18 juillet 2023Fin 2019, Stefan Kerkhofs, directeur général de The Fungroup, s'était entretenu avec Experience. Lors de cette interview, il nous avait fait part de ses projets ambitieux : son entreprise venait de réaliser 3,5 millions d'euros d'investissements, et il venait de créer l'agence événementielle The WoW Company, afin de laisser libre cours à sa créativité. C’était sans compter le coronavirus, qui a balayé ces belles ambitions, forçant la société à passer en mode survie. Alors que The Fungroup retrouve lentement sa vitesse de croisière, nous revenons avec Stefan sur la période la plus mouvementée de sa carrière, qui a aussi mis sa santé à rude épreuve...

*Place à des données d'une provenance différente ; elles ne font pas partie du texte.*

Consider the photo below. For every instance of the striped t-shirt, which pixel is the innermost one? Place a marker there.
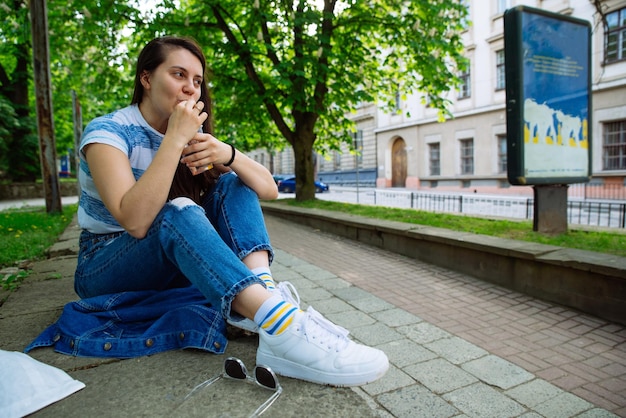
(128, 131)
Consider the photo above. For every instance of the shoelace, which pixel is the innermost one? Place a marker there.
(318, 328)
(289, 293)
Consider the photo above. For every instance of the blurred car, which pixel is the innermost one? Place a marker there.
(289, 186)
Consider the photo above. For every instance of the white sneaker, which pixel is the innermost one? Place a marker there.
(314, 349)
(289, 294)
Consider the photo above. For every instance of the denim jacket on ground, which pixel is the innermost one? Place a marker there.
(133, 324)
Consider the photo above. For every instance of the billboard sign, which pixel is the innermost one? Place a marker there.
(548, 96)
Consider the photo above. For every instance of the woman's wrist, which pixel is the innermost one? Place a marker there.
(232, 157)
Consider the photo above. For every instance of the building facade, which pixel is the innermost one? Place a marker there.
(468, 153)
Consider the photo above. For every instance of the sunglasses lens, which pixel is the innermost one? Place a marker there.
(235, 368)
(265, 377)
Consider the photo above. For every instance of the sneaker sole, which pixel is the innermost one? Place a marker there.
(298, 371)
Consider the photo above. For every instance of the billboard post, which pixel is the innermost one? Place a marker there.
(548, 107)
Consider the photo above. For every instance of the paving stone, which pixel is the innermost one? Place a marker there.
(562, 406)
(480, 400)
(405, 352)
(456, 350)
(534, 392)
(423, 333)
(415, 402)
(497, 371)
(440, 376)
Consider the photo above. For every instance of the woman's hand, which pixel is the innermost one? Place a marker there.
(185, 122)
(205, 150)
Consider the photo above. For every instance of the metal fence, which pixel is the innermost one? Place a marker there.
(610, 214)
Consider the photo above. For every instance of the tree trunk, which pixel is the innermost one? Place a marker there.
(303, 153)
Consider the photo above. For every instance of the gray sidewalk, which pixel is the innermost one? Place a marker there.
(448, 345)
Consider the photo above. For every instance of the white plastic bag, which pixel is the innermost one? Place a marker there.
(27, 385)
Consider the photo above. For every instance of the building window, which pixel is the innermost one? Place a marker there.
(615, 40)
(358, 146)
(502, 5)
(467, 156)
(465, 89)
(502, 167)
(614, 146)
(434, 158)
(398, 102)
(500, 75)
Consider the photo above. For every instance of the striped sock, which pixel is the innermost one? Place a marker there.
(265, 274)
(275, 315)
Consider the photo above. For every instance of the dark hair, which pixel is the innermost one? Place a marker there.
(150, 57)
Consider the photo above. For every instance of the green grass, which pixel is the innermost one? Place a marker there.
(26, 234)
(599, 241)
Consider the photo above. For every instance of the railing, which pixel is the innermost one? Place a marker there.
(595, 191)
(592, 213)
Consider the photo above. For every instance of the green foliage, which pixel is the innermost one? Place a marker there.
(26, 234)
(598, 241)
(12, 281)
(281, 73)
(293, 72)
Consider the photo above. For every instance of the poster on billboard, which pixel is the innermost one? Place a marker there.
(548, 97)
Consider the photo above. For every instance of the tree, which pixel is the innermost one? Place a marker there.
(87, 55)
(295, 69)
(18, 139)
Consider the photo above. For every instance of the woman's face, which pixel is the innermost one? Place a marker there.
(177, 79)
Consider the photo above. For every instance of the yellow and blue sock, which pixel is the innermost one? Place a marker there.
(275, 315)
(265, 274)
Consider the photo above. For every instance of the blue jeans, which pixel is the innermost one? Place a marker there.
(202, 244)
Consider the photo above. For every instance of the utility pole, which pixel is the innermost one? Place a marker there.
(45, 123)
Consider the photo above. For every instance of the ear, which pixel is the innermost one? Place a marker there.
(145, 79)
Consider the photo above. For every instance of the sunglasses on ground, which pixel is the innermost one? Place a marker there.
(262, 376)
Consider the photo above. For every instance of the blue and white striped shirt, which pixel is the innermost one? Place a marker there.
(126, 130)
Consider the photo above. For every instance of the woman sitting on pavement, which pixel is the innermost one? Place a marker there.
(163, 200)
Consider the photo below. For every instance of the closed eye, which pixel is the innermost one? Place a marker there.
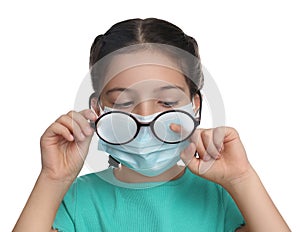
(168, 104)
(123, 105)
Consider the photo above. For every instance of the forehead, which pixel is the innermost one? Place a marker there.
(143, 69)
(146, 77)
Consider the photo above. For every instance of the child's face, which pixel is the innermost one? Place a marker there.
(146, 89)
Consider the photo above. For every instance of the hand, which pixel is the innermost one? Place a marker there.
(222, 157)
(65, 144)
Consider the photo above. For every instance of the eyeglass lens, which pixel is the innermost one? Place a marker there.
(120, 128)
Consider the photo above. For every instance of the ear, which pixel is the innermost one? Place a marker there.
(94, 106)
(196, 102)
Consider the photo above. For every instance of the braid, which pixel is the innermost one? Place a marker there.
(96, 49)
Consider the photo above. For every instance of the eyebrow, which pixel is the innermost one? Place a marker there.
(118, 89)
(166, 87)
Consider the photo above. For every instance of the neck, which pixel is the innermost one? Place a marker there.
(127, 175)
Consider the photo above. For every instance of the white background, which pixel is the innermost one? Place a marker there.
(251, 48)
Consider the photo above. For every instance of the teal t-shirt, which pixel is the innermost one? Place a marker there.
(189, 203)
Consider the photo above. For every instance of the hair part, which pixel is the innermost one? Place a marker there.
(145, 31)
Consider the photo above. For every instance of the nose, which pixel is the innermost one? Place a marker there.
(144, 108)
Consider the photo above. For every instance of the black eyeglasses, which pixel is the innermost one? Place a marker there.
(118, 127)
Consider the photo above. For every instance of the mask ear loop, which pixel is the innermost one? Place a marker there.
(112, 162)
(199, 112)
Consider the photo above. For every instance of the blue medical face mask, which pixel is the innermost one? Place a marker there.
(145, 154)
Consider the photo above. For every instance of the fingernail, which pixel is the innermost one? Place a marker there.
(206, 157)
(82, 135)
(221, 148)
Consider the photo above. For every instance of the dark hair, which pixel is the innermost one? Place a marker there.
(141, 31)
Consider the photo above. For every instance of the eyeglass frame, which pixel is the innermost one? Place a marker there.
(144, 124)
(151, 124)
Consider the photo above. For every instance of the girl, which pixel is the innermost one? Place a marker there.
(146, 109)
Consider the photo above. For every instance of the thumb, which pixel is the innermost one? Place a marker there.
(196, 165)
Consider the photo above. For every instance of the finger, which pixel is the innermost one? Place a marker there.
(89, 114)
(175, 127)
(197, 140)
(81, 119)
(196, 165)
(72, 126)
(207, 139)
(187, 156)
(218, 137)
(58, 129)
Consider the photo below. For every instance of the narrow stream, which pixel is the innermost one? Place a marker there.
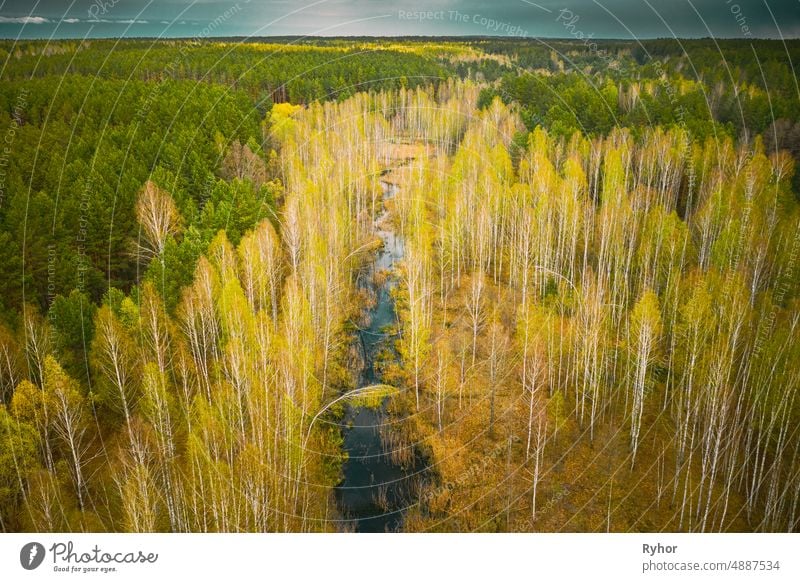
(375, 489)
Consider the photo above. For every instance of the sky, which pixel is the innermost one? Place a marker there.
(510, 18)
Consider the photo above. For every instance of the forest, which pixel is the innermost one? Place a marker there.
(399, 284)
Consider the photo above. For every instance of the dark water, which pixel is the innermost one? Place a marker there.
(375, 490)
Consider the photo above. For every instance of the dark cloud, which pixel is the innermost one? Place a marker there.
(546, 18)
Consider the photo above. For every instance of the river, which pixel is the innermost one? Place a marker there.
(376, 487)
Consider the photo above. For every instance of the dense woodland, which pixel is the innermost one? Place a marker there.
(598, 305)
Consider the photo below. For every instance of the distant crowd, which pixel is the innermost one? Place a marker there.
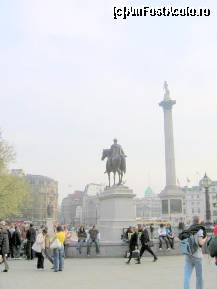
(28, 242)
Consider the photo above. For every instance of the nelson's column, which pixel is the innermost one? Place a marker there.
(172, 196)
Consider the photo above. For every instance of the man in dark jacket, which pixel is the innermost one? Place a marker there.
(4, 245)
(145, 244)
(31, 237)
(16, 242)
(133, 245)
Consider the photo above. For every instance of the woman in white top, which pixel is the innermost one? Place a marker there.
(38, 247)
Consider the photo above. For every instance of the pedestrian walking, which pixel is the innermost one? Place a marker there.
(39, 247)
(195, 261)
(82, 237)
(58, 249)
(31, 237)
(145, 242)
(16, 243)
(212, 245)
(170, 235)
(133, 246)
(4, 244)
(93, 238)
(162, 236)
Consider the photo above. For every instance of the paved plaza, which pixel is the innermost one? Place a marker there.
(105, 273)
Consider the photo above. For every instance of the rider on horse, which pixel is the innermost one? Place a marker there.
(116, 150)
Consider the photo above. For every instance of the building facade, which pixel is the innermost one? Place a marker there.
(148, 207)
(194, 202)
(43, 201)
(82, 207)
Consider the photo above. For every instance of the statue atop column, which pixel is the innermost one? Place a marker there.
(116, 161)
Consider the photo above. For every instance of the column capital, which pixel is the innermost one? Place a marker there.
(167, 104)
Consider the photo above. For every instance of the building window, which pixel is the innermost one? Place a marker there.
(175, 206)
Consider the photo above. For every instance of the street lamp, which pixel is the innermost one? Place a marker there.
(206, 183)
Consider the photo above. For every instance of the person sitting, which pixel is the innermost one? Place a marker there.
(82, 237)
(162, 236)
(93, 238)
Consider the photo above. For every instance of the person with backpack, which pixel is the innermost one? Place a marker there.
(212, 245)
(31, 237)
(16, 243)
(4, 244)
(133, 246)
(196, 237)
(146, 245)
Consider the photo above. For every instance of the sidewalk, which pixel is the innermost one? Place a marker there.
(105, 273)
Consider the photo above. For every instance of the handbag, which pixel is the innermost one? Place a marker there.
(150, 244)
(135, 254)
(36, 247)
(56, 244)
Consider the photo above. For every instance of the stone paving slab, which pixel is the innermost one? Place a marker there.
(105, 273)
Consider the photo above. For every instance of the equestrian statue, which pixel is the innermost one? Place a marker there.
(116, 162)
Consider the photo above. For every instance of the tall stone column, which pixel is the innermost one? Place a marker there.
(167, 105)
(172, 196)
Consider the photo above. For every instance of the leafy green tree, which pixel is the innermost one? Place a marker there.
(13, 189)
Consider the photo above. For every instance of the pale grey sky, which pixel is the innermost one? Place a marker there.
(72, 78)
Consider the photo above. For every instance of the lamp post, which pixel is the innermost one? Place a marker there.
(206, 183)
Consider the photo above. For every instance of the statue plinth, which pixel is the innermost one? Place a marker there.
(117, 211)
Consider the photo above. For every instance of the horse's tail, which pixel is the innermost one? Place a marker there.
(116, 164)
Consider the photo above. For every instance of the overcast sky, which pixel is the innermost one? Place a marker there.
(72, 78)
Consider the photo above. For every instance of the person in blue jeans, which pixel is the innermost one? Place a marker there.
(195, 261)
(58, 253)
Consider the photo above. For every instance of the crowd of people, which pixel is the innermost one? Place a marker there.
(26, 241)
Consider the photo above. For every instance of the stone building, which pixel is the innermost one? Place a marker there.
(194, 202)
(82, 207)
(148, 207)
(71, 209)
(43, 201)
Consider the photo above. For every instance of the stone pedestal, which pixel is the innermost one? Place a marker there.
(117, 211)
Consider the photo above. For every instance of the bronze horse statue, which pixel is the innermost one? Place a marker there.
(114, 165)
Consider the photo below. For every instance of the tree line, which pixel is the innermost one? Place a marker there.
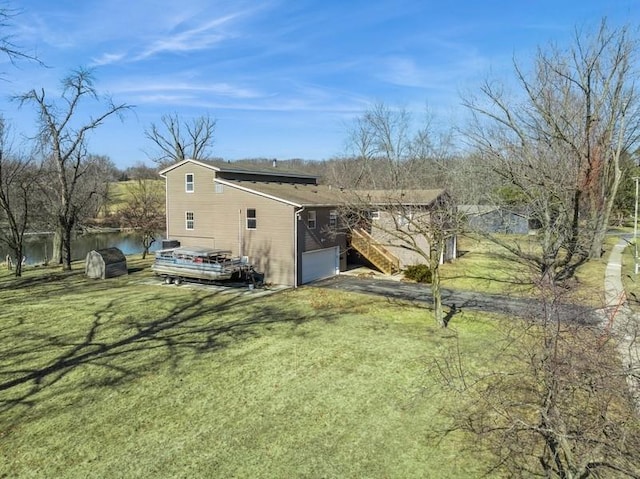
(558, 143)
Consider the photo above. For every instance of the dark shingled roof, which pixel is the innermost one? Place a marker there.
(324, 195)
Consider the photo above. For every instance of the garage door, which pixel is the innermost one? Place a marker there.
(321, 263)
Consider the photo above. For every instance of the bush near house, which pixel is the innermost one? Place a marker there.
(420, 273)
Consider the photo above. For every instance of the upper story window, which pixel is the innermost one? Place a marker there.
(252, 219)
(189, 185)
(405, 217)
(333, 218)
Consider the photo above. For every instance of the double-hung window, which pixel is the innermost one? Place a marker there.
(333, 218)
(189, 220)
(189, 183)
(252, 219)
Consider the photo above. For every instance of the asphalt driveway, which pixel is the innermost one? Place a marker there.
(457, 301)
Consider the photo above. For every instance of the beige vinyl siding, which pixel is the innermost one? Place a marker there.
(270, 246)
(323, 235)
(200, 202)
(220, 222)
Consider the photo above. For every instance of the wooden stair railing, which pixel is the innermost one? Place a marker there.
(377, 254)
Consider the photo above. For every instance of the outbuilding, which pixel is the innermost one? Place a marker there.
(105, 263)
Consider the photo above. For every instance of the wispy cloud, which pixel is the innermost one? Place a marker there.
(199, 38)
(107, 59)
(182, 89)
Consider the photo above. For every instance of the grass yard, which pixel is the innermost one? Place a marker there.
(486, 267)
(130, 378)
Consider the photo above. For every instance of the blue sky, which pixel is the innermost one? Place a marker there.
(283, 78)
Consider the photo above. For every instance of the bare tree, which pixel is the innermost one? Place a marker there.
(177, 140)
(559, 147)
(557, 406)
(419, 225)
(144, 210)
(19, 198)
(63, 138)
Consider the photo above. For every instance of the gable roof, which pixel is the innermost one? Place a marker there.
(232, 168)
(325, 195)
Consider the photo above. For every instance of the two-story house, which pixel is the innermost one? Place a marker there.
(288, 225)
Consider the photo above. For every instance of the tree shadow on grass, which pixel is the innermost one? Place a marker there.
(126, 347)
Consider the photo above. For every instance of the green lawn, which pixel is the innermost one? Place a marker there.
(130, 378)
(486, 267)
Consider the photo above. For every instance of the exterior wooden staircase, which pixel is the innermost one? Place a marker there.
(374, 252)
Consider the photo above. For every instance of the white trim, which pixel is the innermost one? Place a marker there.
(312, 217)
(187, 183)
(186, 221)
(249, 190)
(254, 218)
(164, 172)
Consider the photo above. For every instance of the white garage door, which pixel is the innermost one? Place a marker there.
(321, 263)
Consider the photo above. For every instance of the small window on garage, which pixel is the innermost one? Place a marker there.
(189, 183)
(333, 218)
(252, 219)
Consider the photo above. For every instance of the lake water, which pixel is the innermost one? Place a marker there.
(39, 247)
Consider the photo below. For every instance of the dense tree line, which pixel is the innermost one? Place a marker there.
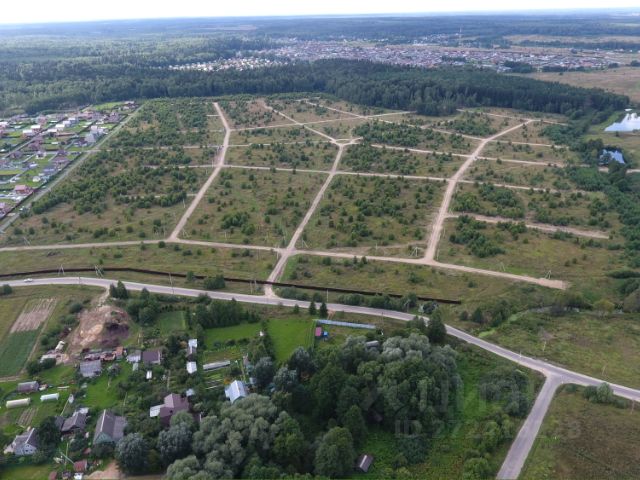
(433, 92)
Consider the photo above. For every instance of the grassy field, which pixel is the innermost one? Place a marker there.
(284, 134)
(588, 210)
(362, 212)
(15, 350)
(368, 159)
(535, 253)
(584, 440)
(537, 176)
(256, 207)
(314, 156)
(624, 80)
(289, 334)
(512, 151)
(171, 322)
(200, 260)
(587, 342)
(449, 449)
(385, 277)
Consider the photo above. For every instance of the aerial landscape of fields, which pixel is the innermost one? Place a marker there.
(375, 247)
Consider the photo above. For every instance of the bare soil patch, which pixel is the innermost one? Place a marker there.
(104, 326)
(33, 315)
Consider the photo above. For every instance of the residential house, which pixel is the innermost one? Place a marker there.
(173, 403)
(24, 444)
(74, 423)
(134, 356)
(152, 357)
(364, 463)
(110, 428)
(91, 368)
(236, 390)
(28, 387)
(23, 190)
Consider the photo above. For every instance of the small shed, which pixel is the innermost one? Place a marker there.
(364, 462)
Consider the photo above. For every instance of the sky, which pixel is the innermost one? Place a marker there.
(39, 11)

Vu la croissance réalisée en 2019, investir était la voie à suivre pour The Fungroup. “Notre nouveau bâtiment devait nous permettre de continuer sur notre lancée. Officiellement, il a été achevé le 13 mars 2020. Cinq jours plus tard, j’ai dû renvoyer tout le monde chez soi. À l'époque, nous pensions encore que ce ne serait que de courte durée, mais cela a finalement duré deux ans. Nos projets se sont effondrés. Comme beaucoup d’entrepreneurs, je me suis posé énormément de questions : dans quoi me suis-je embarqué ? Comment essayer de sauver les meubles ? Nous avons commencé à nous réorganiser et à abandonner certains produits, qui n’avaient plus trop de sens en tant qu’entreprise internationale. Avec l'espace ainsi libéré, nous voulions nous lancer dans des projets moins liés à des événements extérieurs, afin de limiter les risques.”
Effet domino
Mais au final, la plus grande difficulté n’a pas été de maintenir l’entreprise à flot. “Garder nos collaborateurs, c’est cela qui a été le plus compliqué. J’avais des gens avec 12, 15 voire 18 ans d’ancienneté... Un trésor de connaissances et de compétences. Pendant les 3 à 5 premiers mois, je suis parvenu à les garder à bord. Mais le manque de perspectives et le climat négatif entretenu par les médias par rapport au Covid ont fait des ravages. Quand les premiers commencent à s’en aller, il y a un effet domino et d’autres jettent l’éponge. En définitive, j’ai perdu 13 de mes 14 collaborateurs. Avec une telle fuite de savoir-faire, l’entreprise était complètement ‘HS’. En toute honnêteté, je suis déçu par les personnes qui sont parties. D’un côté, je peux comprendre. Mais d’un autre côté, j’ai toujours pris grand soin de mes collaborateurs. J’avais espéré que les choses se passeraient ainsi : je m’occupe de vous pendant le coronavirus, vous vous occupez de moi après. Mais ce n’est pas ce qui s’est passé.”
Continuer à se battre
Avec la perte massive de sa force fondamentale, l’entreprise était donc dans les cordes. “Mais il n’était pas question de renoncer. J’ai travaillé 35 ans pour en arriver là et j'avais aussi des engagements financiers à honorer. Je n’avais d’autre choix que de continuer à me battre. Un combat que nous avons mené étape par étape et que nous avons gagné. Tout au long de 2022 et du printemps 2023, nous avons réembauché du personnel pour tous les postes. Car nous sommes une entreprise internationale active dans 73 pays. C’est impossible à gérer à deux. Aujourd’hui, nous sommes dix et nous pouvons à nouveau travailler à l'échelle internationale.”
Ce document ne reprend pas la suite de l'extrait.